- Flag
- Location of the municipality and town of Achí in the Bolívar Department of Colombia
- Achí Location in Colombia
- Coordinates: 8°34′N 74°33′W﻿ / ﻿8.567°N 74.550°W
- Country: Colombia
- Department: Bolívar Department

Area
- • Municipality and town: 1,471 km^{2} (568 sq mi)
- Elevation: 20 m (66 ft)

Population (2015)
- • Municipality and town: 23,051
- • Urban: 4,106
- Climate: Am

= Achí, Bolívar =

Achí (/es/) is one of the 46 municipalities of the Bolívar department in the Caribbean Region of Colombia. It is crossed by the Cauca River and borders the Sucre department in the so-called Momposina Depression.

The municipality of Achí is bordered by the municipality of Magangué to the north; the municipalities of Pinillos and Tiquisio to the east; the municipalities of Montecristo and San Jacinto del Cauca to the south; and the Sucre Department to the west with the municipalities of Majagual and Guaranda. Its economy is based on agriculture, livestock, and fishing.

The origins of Achí lie in the old town of Ojolargo, located where the present-day village of Mao is, some 6 km from what is now Achí. Ojolargo was founded on September 24, 1770, and in 1779 had 471 inhabitants. However, this village was short-lived as its inhabitants fled from a cholera epidemic that swept through in 1814 and began settling instead in Achí, where they found an abundance of the tropical fruit that bears the name of Achí.
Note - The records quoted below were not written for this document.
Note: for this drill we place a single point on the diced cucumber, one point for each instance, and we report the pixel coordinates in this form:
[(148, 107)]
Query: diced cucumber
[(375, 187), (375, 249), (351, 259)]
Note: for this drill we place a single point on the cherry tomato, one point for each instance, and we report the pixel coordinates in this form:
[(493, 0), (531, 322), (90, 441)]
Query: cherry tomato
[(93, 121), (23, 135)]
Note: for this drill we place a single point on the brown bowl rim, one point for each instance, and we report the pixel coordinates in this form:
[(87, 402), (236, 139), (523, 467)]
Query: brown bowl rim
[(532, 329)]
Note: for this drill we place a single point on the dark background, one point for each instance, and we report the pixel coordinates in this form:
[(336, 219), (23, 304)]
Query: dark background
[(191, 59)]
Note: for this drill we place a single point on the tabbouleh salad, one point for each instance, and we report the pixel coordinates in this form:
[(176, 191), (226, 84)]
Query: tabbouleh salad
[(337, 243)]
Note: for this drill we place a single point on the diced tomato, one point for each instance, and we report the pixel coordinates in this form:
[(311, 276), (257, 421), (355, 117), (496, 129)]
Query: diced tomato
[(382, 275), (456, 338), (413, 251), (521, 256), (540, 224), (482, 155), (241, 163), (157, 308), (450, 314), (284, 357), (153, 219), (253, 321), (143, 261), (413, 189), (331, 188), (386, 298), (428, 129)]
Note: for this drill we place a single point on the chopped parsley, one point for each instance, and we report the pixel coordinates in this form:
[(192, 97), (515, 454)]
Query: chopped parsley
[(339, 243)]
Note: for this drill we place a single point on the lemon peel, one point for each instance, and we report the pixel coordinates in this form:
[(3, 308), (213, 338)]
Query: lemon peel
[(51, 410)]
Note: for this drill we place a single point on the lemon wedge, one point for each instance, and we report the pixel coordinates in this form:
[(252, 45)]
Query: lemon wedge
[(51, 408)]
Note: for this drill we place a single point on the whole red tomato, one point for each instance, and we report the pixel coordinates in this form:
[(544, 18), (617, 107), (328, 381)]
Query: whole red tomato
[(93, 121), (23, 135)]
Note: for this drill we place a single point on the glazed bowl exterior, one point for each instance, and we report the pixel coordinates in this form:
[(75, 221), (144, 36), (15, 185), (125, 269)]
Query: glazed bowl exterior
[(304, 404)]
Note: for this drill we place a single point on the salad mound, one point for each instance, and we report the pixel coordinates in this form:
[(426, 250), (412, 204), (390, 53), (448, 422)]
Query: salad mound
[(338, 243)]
In 1815 the mayor of Majagual, Estanislao Huertas Lorenzana, ordered the transfer of the inhabitants of Ojolargo to the new village of Achi. In 1817 the formation of the town was completed, becoming part of the Canton of Majagual. On March 6, 1869, the village is destroyed by an earthquake. In 1934 Achí breaks away from the municipality of Majagual, thus becoming a new municipality, with its first mayor being Pedro Barragén Constantino. The municipalities of Montecristo, Bolívar and San Jacinto del Cauca segregate from Achí in 1994 and 1997, respectively.